Once aboard this, she hid herself in the darkest place she could find, and there, as the paddle of the propeller came to her ears, she cried: "Sidney, my Sidney, I have found you. And never, never, until the end of the world will I be far from you--Oh, my love!"
CHAPTER EIGHT
_"Well, I'm Going!" And She Went_
"Typhoid-pneumonia," said the physician, rising from over the patient, who had just been brought to the hospital.
Sidney Wyeth, unconscious, was carried at once to the section of the great hospital reserved for patients with contagious diseases.
"What do you think of it, doctor?
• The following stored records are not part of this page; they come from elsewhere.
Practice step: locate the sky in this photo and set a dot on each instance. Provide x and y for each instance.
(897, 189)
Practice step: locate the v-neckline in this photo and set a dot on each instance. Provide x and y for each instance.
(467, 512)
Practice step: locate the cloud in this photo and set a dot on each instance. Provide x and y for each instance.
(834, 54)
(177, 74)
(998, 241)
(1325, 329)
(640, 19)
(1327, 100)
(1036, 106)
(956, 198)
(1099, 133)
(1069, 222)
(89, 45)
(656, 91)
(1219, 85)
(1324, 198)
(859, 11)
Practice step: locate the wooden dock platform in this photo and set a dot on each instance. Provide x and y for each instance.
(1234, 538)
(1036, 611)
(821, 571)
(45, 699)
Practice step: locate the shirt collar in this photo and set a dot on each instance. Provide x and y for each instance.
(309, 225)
Is it a serious case, or just a light attack?" inquired one of the a.s.sistants, who was making a specialty of a study of fever.
"Serious," was the reply, "very serious. He will be lucky if he is able to pull through."
"I just missed you, Miss Latham," said Dr. Jacques, coming in a few minutes after Mildred had entered the house.
"Indeed, I am sorry! We could have come over together," she exclaimed, smothering her excitement for the time, and smiling regretfully, when he had told her that he was in the Perier building just before she left.